PHP Code implementation:
/**
* UTF8 character to Unicode character
* @param [type] $utf 8_str Utf-8 character
* @return [type] Unicode character
/ function Utf8_str_to_unicode ($utf 8_str) {
$unicode = 0;
$unicode = (ord ($utf 8_str[0]) & 0x1F) <<;
$unicode |= (Ord ($utf 8_str[1]) & 0x3F) << 6;
$unicode |= (Ord ($utf 8_str[2]) & 0x3F);
Return Dechex ($unicode);
/**
* Unicode characters are converted to UTF8 characters
* @param [type] $unicode _str Unicode characters
* @return [type] Utf-8 characters
*/< C19/>function Unicode_to_utf8 ($unicode _str) {
$utf 8_str = ';
$code = Intval (Hexdec ($unicode _str));
Note here that the converted code must be plastic, so that the correct bitwise operation
$ord _1 = Decbin (0xe0 | ($code >>));
$ord _2 = Decbin (0x80 | (($code >> 6) & 0x3f));
$ord _3 = Decbin (0x80 | ($code & 0x3f));
$utf 8_str = Chr (Bindec ($ord _1)).

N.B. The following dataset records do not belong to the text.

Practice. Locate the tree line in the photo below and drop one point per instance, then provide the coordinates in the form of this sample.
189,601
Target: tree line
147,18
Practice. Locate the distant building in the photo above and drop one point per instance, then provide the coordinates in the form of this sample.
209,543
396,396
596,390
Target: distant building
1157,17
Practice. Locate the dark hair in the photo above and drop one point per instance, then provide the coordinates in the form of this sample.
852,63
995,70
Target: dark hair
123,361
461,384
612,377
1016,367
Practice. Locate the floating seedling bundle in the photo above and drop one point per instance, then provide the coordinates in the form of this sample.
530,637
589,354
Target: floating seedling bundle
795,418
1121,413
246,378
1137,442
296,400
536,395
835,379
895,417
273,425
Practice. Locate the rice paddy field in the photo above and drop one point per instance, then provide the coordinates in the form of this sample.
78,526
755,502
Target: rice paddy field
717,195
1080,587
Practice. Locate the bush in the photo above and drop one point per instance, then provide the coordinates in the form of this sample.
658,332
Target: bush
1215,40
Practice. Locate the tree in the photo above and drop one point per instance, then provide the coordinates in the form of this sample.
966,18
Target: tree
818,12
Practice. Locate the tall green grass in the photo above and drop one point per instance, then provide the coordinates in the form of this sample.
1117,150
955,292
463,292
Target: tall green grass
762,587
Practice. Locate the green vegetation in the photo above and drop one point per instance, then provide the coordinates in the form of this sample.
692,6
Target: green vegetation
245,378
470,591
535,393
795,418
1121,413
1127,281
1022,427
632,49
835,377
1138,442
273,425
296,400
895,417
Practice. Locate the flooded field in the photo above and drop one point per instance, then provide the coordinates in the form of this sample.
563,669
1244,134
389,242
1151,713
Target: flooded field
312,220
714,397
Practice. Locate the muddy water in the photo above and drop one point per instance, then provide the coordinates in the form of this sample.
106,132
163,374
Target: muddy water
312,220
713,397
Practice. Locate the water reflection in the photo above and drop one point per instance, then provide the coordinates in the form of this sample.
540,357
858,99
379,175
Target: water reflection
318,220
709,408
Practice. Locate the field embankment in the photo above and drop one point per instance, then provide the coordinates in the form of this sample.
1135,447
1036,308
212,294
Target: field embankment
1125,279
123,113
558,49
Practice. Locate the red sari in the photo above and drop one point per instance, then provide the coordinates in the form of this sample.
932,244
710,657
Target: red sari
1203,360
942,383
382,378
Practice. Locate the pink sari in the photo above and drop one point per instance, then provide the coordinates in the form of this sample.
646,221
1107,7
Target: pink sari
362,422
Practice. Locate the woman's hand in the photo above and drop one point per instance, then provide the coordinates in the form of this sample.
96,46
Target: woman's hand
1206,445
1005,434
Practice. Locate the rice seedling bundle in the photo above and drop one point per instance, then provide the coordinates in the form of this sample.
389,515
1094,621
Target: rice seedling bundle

Chr (Bindec ($ord _2)). Chr (Bindec ($ord _3));
return $utf 8_str;
}
Test it.
$utf 8_str = ' I ';
This is the Unicode encoding of the Chinese character "you"
$unicode _str = ' 4f6b ';
Output 6211
echo utf8_str_to_unicode ($utf 8_str). "<br/>";
Output kanji "You"
Echo Unicode_str_to_utf8 ($unicode _str);
These conversions are for Chinese characters (non-ASCII) testing, and only support a single character "a complete utf8 character or a complete Unicode character" conversion, I hope to help you learn.